J’ai 26 ans et je suis né à Port-au-Prince, je crois que ma famille a toujours su que j’étais masisi et qu’ils se sont fait une raison depuis ma naissance car ils ne m’ont pas mis à la porte de chez eux après que je leur ai dit, cependant ils m’ont demandé de rester le plus discret possible, un peu par peur qu’il m’arrive quelque chose, un peu par crainte d’un scandale. Nous vivons dans un quartier populaire. Je suis efféminé mais jusqu’à un an de ça, on me respectait dans mon quartier car j’ai toujours été très respectueux des autres et discret; on m’insultait mais je n’étais pas en danger, enfin c’est ce que je croyais.

 

Il y a un an pourtant, tout a changé, un homme m’a jeté une pierre puis une autre, plus grosse, qui m’a fait mal en me traitant de masisi. Je lui ai répondu, lui ai dit qu’il n’avait pas le droit de me frapper et ai commencé à argumenter avec lui, rapidement, un groupe de garçons sont arrivés avec toute sorte d’objets dont une machette, ils ont commencé à me rouer de coup, et m’ont frappé avec la machette, mais heureusement, j’ai réussi à m’enfuir en entrant dans une maison sur la rue et en sortant par la porte de derrière. J’ai cru que j’aillais mourir ce jour-là, et je crois que je serais mort si par chance je n’avais pas pu m’enfuir.

 

Le lendemain, je suis allé à la police pour porter plainte.
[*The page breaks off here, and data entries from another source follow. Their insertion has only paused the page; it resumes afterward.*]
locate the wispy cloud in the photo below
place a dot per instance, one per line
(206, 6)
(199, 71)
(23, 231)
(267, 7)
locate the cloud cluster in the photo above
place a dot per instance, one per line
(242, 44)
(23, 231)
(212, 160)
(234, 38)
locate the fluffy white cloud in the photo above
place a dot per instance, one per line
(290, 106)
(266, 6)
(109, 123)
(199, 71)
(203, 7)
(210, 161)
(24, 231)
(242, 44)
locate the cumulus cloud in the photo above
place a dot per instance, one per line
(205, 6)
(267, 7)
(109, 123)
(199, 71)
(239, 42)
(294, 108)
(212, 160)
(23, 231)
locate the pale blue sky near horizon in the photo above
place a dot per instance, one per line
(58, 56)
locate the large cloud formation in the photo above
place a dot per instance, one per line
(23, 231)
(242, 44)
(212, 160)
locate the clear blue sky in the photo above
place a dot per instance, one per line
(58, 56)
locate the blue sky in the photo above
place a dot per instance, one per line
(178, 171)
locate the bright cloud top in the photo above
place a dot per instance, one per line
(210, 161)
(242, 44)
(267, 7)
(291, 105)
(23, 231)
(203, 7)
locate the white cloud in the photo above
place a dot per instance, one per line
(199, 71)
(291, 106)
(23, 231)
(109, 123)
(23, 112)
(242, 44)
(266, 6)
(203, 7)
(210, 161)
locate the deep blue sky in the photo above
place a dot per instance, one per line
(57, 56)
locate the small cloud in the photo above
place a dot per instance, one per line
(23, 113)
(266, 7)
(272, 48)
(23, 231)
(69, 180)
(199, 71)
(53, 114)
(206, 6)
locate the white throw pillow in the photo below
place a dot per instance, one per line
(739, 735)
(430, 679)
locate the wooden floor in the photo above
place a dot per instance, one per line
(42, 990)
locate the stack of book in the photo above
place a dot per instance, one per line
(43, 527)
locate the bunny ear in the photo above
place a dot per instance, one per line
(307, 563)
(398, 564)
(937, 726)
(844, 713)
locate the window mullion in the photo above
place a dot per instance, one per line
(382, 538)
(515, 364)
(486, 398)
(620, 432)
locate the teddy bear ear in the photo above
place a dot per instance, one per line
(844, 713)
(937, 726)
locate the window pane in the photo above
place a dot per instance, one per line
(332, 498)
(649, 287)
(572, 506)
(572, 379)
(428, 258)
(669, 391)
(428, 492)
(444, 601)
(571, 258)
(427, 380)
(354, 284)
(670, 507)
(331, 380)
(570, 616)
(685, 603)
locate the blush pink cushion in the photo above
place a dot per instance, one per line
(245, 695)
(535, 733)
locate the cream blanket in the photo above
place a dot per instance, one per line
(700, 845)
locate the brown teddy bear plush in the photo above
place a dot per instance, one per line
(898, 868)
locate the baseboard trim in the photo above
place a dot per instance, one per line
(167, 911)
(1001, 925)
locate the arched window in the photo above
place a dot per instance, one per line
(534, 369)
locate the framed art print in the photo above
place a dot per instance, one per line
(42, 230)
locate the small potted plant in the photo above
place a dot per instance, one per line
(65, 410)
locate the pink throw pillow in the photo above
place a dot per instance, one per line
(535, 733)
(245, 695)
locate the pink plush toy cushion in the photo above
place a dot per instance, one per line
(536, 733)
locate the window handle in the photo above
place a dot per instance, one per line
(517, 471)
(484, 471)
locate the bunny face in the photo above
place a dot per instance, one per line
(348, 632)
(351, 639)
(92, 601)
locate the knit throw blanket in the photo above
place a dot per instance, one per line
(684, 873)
On a ri de moi et les policiers ont refusé d’enregistrer ma plainte, me disant que c’était moi qui avais provoqué mes agresseurs et que c’était de ma faute. Humilié et rabaissé, je suis finalement rentré chez moi où j’ai préféré mentir à ma famille pour ne pas entendre encore une fois que c’était de ma faute.

 

Mes plaies ont cicatrisé et je n’ai presque plus mal, mais je garde la peur, quand je marche dans la rue, de me faire agresser à nouveau. Je n’ai pas les moyens de déménager dans un autre quartier et dans ce pays, le seul moyen de ne pas courir le risque de se faire agresser quand on est masisi, c’est de vivre dans une maison sécurisée dans des quartiers aisés et de se déplacer en voiture privée. Je ne savais pas quoi faire jusqu’à ce que Charlot me contacte pour me demander si je voulais faire partie de KOURAJ.

Maintenant, je fais partie d’un groupe, avec des personnes qui comme moi ne veulent pas que les jeunes souffrent et subissent à l’avenir ce que nous endurons chaque jour en Haïti. Je m’engage dans KOURAJ parce que je sais que ce que je risque, je le risque déjà dans la rue, si je me fais frapper, au moins ce sera pour avoir parlé, pour avoir défendu mes droits, plutôt que parce que j’ai baissé les yeux. J’ai peur mais je suis convaincu que nous n’avons pas d’autres choix que de nous engager dans cette lutte.